# Migrating to Pyreal

In this tutorial, we'll go through an example of migrating your existing ML pipeline to Pyreal, 
so you can start getting explanations and using your model more effectively.

## Tutorial goals
1. Learn how to migrate your existing data transformers to the Pyreal framework
2. Learn how to create a `RealApp` from an existing model
3. Learn how to use your new `RealApp` to interact with and understand your ML model

In this tutorial, we will use the [Titanic dataset](https://www.kaggle.com/c/titanic/data)

## Problem Setup



In [1]:
from pyreal.sample_applications import titanic

from sklearn.compose import ColumnTransformer
from sklearn.impute import SimpleImputer
from sklearn.ensemble import GradientBoostingClassifier
from sklearn.pipeline import Pipeline
from sklearn.preprocessing import OneHotEncoder

# Define the column transformer
categorical_transforms = Pipeline(steps=[('imputer', SimpleImputer(strategy='most_frequent')),
                                         ('onehot', OneHotEncoder(sparse_output=False))])
preprocessor = ColumnTransformer(
    transformers=[
        ('column_dropper', 'drop', ["PassengerId", "Name", "Ticket", "Cabin"]),  # Drop columns
        ('mean_imputer', SimpleImputer(strategy='mean'), ["Pclass", "Age", "SibSp", "Parch", "Fare"]),  # Impute with mean
        ('categorical_transformer', categorical_transforms, ["Sex", "Embarked"])
    ]
)

# Define the pipeline
pipeline = Pipeline([
    ('preprocessor', preprocessor),
    ('model', GradientBoostingClassifier())  # Step 5: Logistic Regression
])

X_train, y_train = titanic.load_data(include_targets=True)
pipeline.fit(X_train, y_train)


In [2]:
from pyreal.transformers.utils import sklearn_pipeline_to_pyreal
sklearn_pipeline_to_pyreal(pipeline, verbose=True)

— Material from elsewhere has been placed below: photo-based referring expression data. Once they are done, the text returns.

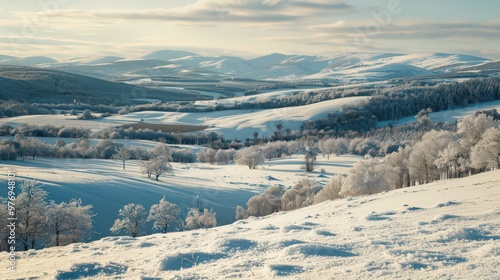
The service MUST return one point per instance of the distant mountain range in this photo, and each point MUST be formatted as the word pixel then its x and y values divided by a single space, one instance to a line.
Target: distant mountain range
pixel 351 67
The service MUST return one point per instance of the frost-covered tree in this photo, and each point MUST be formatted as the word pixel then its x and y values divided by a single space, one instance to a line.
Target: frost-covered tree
pixel 156 166
pixel 333 146
pixel 162 151
pixel 207 155
pixel 399 161
pixel 164 214
pixel 161 166
pixel 4 231
pixel 208 218
pixel 122 154
pixel 31 214
pixel 69 222
pixel 486 153
pixel 310 158
pixel 331 190
pixel 266 203
pixel 241 213
pixel 221 157
pixel 196 219
pixel 131 219
pixel 472 127
pixel 87 115
pixel 368 176
pixel 424 154
pixel 251 157
pixel 300 195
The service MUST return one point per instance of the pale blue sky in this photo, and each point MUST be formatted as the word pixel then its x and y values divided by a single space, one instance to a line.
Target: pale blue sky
pixel 65 29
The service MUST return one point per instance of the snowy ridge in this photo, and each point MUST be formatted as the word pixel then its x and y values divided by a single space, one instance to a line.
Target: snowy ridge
pixel 276 66
pixel 448 229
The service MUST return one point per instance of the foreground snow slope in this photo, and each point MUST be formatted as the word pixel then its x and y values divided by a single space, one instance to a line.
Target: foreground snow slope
pixel 105 185
pixel 445 230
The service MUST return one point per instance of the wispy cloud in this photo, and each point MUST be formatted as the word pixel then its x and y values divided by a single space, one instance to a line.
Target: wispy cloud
pixel 252 11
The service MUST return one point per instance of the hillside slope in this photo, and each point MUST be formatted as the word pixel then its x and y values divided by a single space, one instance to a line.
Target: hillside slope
pixel 48 86
pixel 445 230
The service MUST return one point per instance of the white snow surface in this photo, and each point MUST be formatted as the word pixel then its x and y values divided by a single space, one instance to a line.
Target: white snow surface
pixel 449 115
pixel 445 230
pixel 231 123
pixel 105 185
pixel 243 123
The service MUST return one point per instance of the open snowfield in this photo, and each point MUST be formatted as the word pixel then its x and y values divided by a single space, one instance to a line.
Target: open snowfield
pixel 243 123
pixel 104 184
pixel 445 230
pixel 58 120
pixel 232 123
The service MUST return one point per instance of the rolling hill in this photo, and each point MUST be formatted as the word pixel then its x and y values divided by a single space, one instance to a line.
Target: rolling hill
pixel 352 66
pixel 29 84
pixel 444 230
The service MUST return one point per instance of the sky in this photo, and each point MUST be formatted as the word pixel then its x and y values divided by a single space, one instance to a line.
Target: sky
pixel 65 29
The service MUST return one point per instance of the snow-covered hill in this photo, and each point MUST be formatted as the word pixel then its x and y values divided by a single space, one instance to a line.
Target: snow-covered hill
pixel 445 230
pixel 243 123
pixel 352 67
pixel 104 184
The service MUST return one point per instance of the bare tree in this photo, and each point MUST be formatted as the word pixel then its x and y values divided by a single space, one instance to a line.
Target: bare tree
pixel 31 214
pixel 241 213
pixel 251 157
pixel 69 222
pixel 196 219
pixel 131 218
pixel 161 166
pixel 122 154
pixel 164 214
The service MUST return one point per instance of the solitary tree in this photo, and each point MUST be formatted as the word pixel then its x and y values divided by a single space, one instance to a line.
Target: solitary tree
pixel 241 213
pixel 251 157
pixel 310 159
pixel 486 153
pixel 131 218
pixel 31 214
pixel 164 214
pixel 196 219
pixel 122 154
pixel 87 114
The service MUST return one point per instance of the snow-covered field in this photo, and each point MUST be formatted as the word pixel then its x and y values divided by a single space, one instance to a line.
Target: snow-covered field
pixel 449 115
pixel 232 123
pixel 445 230
pixel 243 123
pixel 104 184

Adding transformer drop for columns ['PassengerId', 'Name', 'Ticket', 'Cabin']
Adding transformer SimpleImputer() for columns ['Pclass', 'Age', 'SibSp', 'Parch', 'Fare']
Adding transformer Pipeline(steps=[('imputer', SimpleImputer(strategy='most_frequent')),
                ('onehot', OneHotEncoder(sparse_output=False))]) for columns ['Sex', 'Embarked']
Skipping step GradientBoostingClassifier() as it does not appear to be a transformer


[<pyreal.transformers.generic_transformer.Transformer at 0x1bedcc3e7d0>,
 <pyreal.transformers.generic_transformer.Transformer at 0x1bedcc3e800>,
 <pyreal.transformers.generic_transformer.Transformer at 0x1bedcc3e830>]

In [3]:
from pyreal.transformers import MultiTypeImputer, OneHotEncoder, ColumnDropTransformer

transformers = []

# Dropping unused columns
transformers.append(ColumnDropTransformer(columns=["PassengerId", "Name", "Ticket", "Cabin"]))

# Imputing (both numeric and categorical columns)
transformers.append(MultiTypeImputer())

# One-hot encoding
transformers.append(OneHotEncoder(columns=["Sex", "Embarked"]))